Mit "The Wolf of Wall Street" präsentiert uns Martin Scorsese seine letzte Regiearbeit.

Der Film ist, um es kurz zu machen, ziemlich geil! - Moralisch natürlich schwer verwerflich, bringt der "Wolf of Wall Street" seine Kunden doch um ihr Geld, indem er wertlose Pennystocks an diese per Telefon vertickt...!

Im Grunde hat er aber das Schweinesystem nur auf die Spitze getrieben, indem er sich erst gar nicht mehr bemüht BlueChips an den Kunden zu bringen und mühsam über eine 1% Provision an das Geld seiner Kunden zu kommen (durch immer wieder umschichten in andere Standardwerte), sondern er geht den direkten Weg und verkauft diesen gleich Müll, bei welchem die Provision umso höher ist und der eigene Gewinn durch Kursmanipulationen noch deutlich gesteigert werden kann! - Hier verrate ich jetzt auch nicht zuviel, denn diese Aussage behandelt lediglich die erst 15 von 180 Minuten Spielzeit!

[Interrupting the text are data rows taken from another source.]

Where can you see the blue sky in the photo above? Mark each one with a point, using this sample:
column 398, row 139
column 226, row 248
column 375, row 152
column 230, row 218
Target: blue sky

Interessant an dem Film ist, dass es sich um eine wahre Begebenheit handelt, Jordan Belfort gab es in den 90er wirklich und er handelte nach dem Prinzip "pump and dump"!

Der Film ist unmoralisch, verwerflich, obszön, wollüstig und derb. - Und gerade dass macht den Reiz aus, auch "Gordon Gekko" in "Wallstreet" hat man damals gerne dabei zugesehen, wie er seine Nummern abgezogen hat!

In Wolf of Wall Street hat man aber deutlich mehr zu lachen, nicht umsonst wurde dieser bei den Oscars unter "Komödie" eingeordnet, auch wenn die Wahrheit eher zwischen Komödie und Drama liegt!

Nicht 100% perfekt, aber für Fans von DiCaprio, Martin Scorsese und Filmen wie "Wallstreet", "Der große Crash", " High Speed Money" oder auch "Blow" und "Catch Me If You Can" auf alle Fälle eine Empfehlung!

4,6 Sterne !

PS: Scorsese musst 1 Std. Material aus dem Film schneiden, um diesen Kinokonform zu halten. - Daher überlegt er wohl, evtl. auf BluRay eine Langversion herauszubringen !

am
Ich wollte den Film auf jeden Fall sehen wenn er im Verleih erscheint, da ich Leonardo Dicaprio mittlerweile sehr als Schauspieler schätze (früher zu den Anfangszeiten z. B. bei Titanic etc. mochte ich ihn überhaupt nicht).
Nachdem ich also den Film nun gesehen habe, fehlen mir schon ein wenig die Worte. Ich war auf so eine kranke und überdrehte Darstellung bzw. Handlung nicht vorbereitet. Ich habe wirklich selten so einen extremen Film gesehen, der derartig vulgär, ordinär und derbe ist. Allerdings schadet dies dem Film nicht wirklich, da zum einen die Schauspieler hervorragende Leistungen abliefern und zum anderen versteht es der Film unheimlich gut zu unterhalten. Manche Szenen sind auch wirklich super witzig geworden, ich sage nur Stichwort "vom Countryclub zurück nach Hause"...ein echter Brüller.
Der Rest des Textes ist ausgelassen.